An Open Research Area
Context engineering, especially dreaming, is very new (emerged in the past year) and remains an active area of research and development. The field welcomes contributions and experimentation.
Worth quoting
"Context engineering is the multiplier of model intelligence even as models get smarter."
— Lamis Mukta, at [2:39]
"Do the simple thing that works. Markdown is great for reading memories."
— Lamis Mukta, at [3:43]
"Keep thinking, keep learning, and keep dreaming."
— Lamis Mukta, at [26:52]
Try this
Implement a simple CLAUDE.md file or markdown memory store for your agents with organization, codebase, and user preference context.

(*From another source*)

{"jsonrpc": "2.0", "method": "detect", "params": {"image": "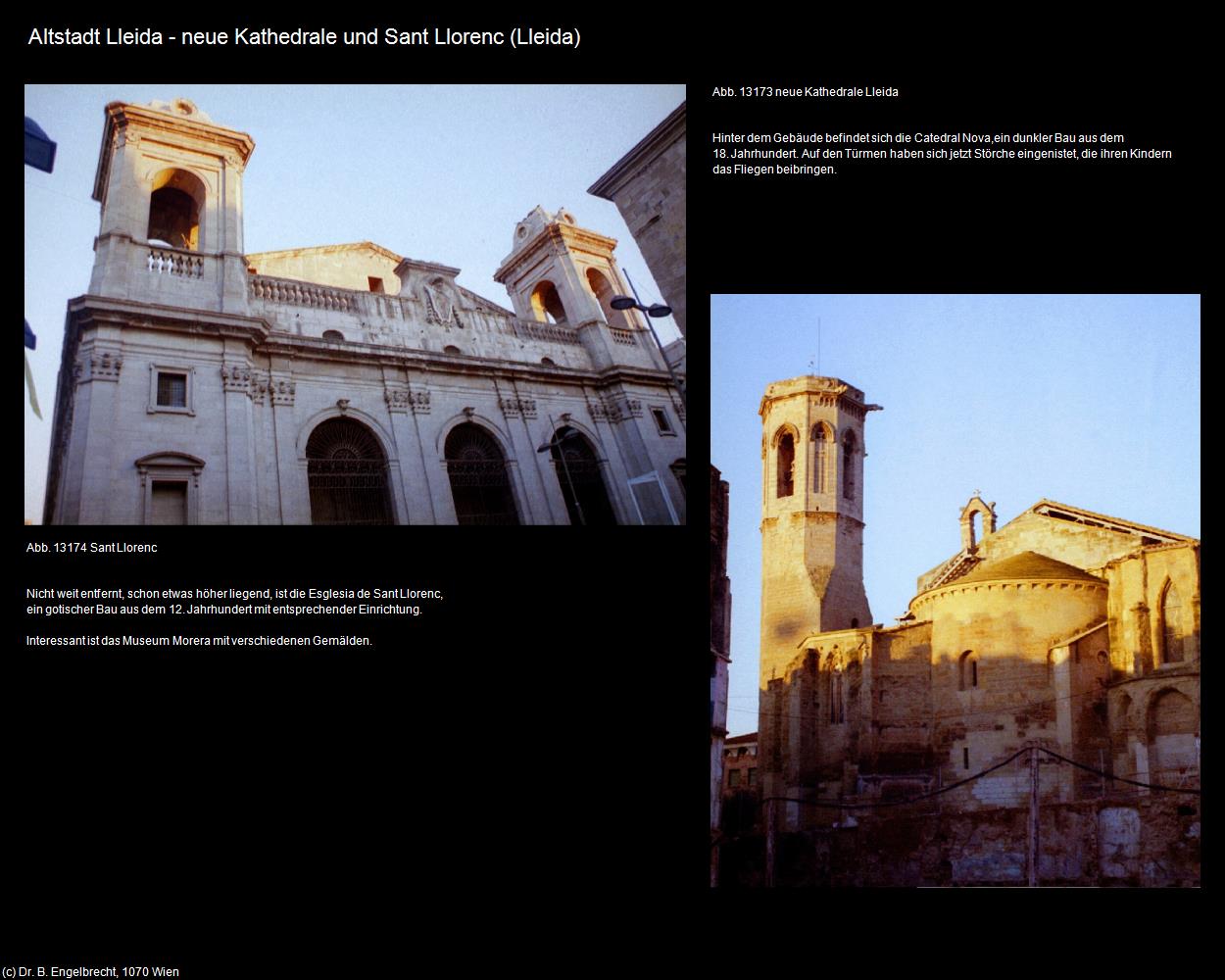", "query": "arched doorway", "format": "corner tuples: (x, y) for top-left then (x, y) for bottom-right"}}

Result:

Give agents autonomous memory tools (read, write, update) and let them decide when to use them within sessions.
As you scale to multiple agents, add production guardrails: versioning (track what changed and why), concurrency control (hashing to prevent conflicts), and permissions (read-only for shared context, read-write for individual scratchpads).
Design your memory system as a file system with clean APIs so it's portable across product surfaces and accessible by multiple systems.
Set up an out-of-band dreaming process: periodically collect agent transcripts, analyze them for patterns and gaps, and propose memory updates with evidence and prevalence stats.
Configure dreaming to respect the same permissions as your agents and to focus on what matters for your organization.